Ein charakteristisches und bis heute sichtbares Element dieser Eisenbahnerkultur sind die Kleingärten in unmittelbarer Nähe des Bahnhofs, die im Dorf als „Bahngärten“ bekannt sind. Diese Gärten entstanden vor allem aus den Lebens- und Arbeitsbedingungen der Eisenbahner heraus. Trotz vergleichsweise sicherer Beschäftigung waren die Einkommen, insbesondere im 19. und frühen 20. Jahrhundert, oft begrenzt. Die Bahngärten ermöglichten den Familien eine wichtige Form der Selbstversorgung und stellten damit eine besondere Form der Eisenbahn-Landwirtschaft dar.
In den Bahngärten bauten die Eisenbahner und ihre Familien Gemüse, Kartoffeln und Obst an, hielten teilweise Kleintiere und schufen sich damit eine zusätzliche, verlässliche Nahrungsquelle. Gerade in Krisenzeiten – etwa während der Weltkriege, der Inflation oder der unmittelbaren Nachkriegsjahre – waren diese Gärten von existenzieller Bedeutung. Sie halfen, Versorgungslücken zu schließen, und trugen dazu bei, die wirtschaftliche Sicherheit der Familien zu erhöhen. Die Nähe zum Arbeitsplatz erlaubte es, die Gärten auch zwischen Schichten oder nach Dienstschluss zu bewirtschaften.
Darüber hinaus hatten die Bahngärten eine wichtige soziale Funktion. Sie waren Orte des Ausgleichs zur oft körperlich wie mental anspruchsvollen Arbeit im Eisenbahnbetrieb, die durch Schichtdienst, Nachtarbeit und hohe Verantwortung geprägt war. In den Gärten traf man sich, tauschte Saatgut, Ernteerträge und Erfahrungen aus und pflegte nachbarschaftliche Gemeinschaften. Die Bahngärten stärkten so den Zusammenhalt unter den Eisenbahnern.
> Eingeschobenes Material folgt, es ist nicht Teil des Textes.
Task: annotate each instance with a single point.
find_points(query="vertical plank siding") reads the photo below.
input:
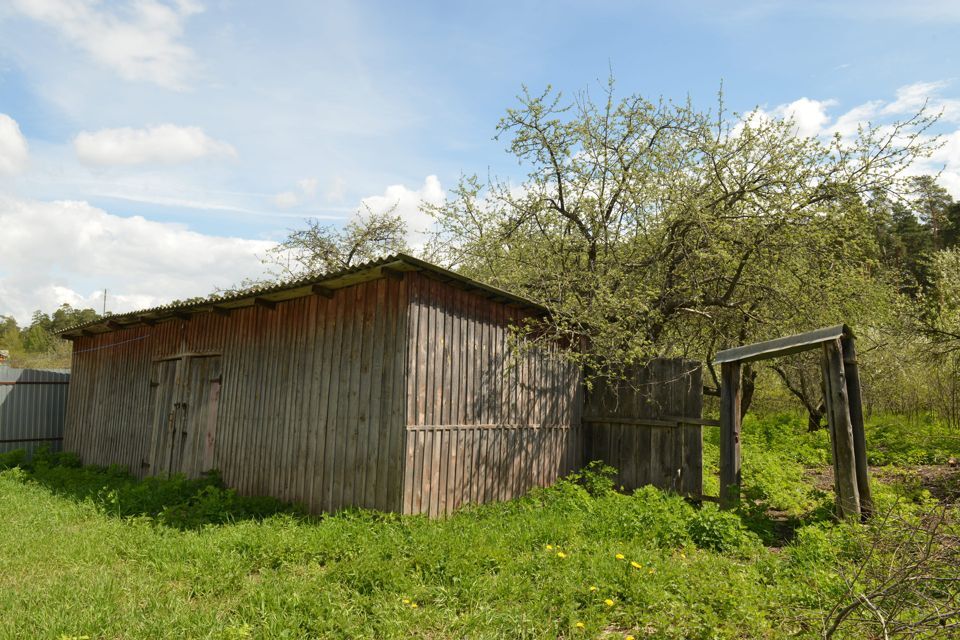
(483, 420)
(666, 456)
(302, 406)
(403, 394)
Auch für das Ortsbild und das Selbstverständnis Windens sind die Bahngärten von Bedeutung. Sie verdeutlichen, wie eng Arbeit, Alltag und Lebensraum miteinander verflochten waren. Die Gärten stehen sinnbildlich für die Bodenständigkeit, den Fleiß und die Selbsthilfekultur der Eisenbahnerfamilien. Bis heute erinnern sie an eine Zeit, in der die Eisenbahn nicht nur Verkehrsmittel oder Arbeitgeber war, sondern ein umfassender Lebenszusammenhang, der Arbeit, Wohnen und Versorgung miteinander verband.
Insgesamt zeigt sich, dass die Geschichte der Pfälzischen Maximiliansbahn in Winden nicht allein in Gleisen, Gebäuden und Fahrplänen zu erzählen ist. Sie ist vor allem eine Geschichte der Menschen – der Eisenbahner und ihrer Familien –, zu der auch die Bahngärten als Ausdruck von Eigenständigkeit, Gemeinschaft und alltäglichem Überleben gehören. Sie sind ein stilles, aber eindrucksvolles Zeugnis der sozialen und wirtschaftlichen Bedeutung der Eisenbahn für die Gemeinde Winden.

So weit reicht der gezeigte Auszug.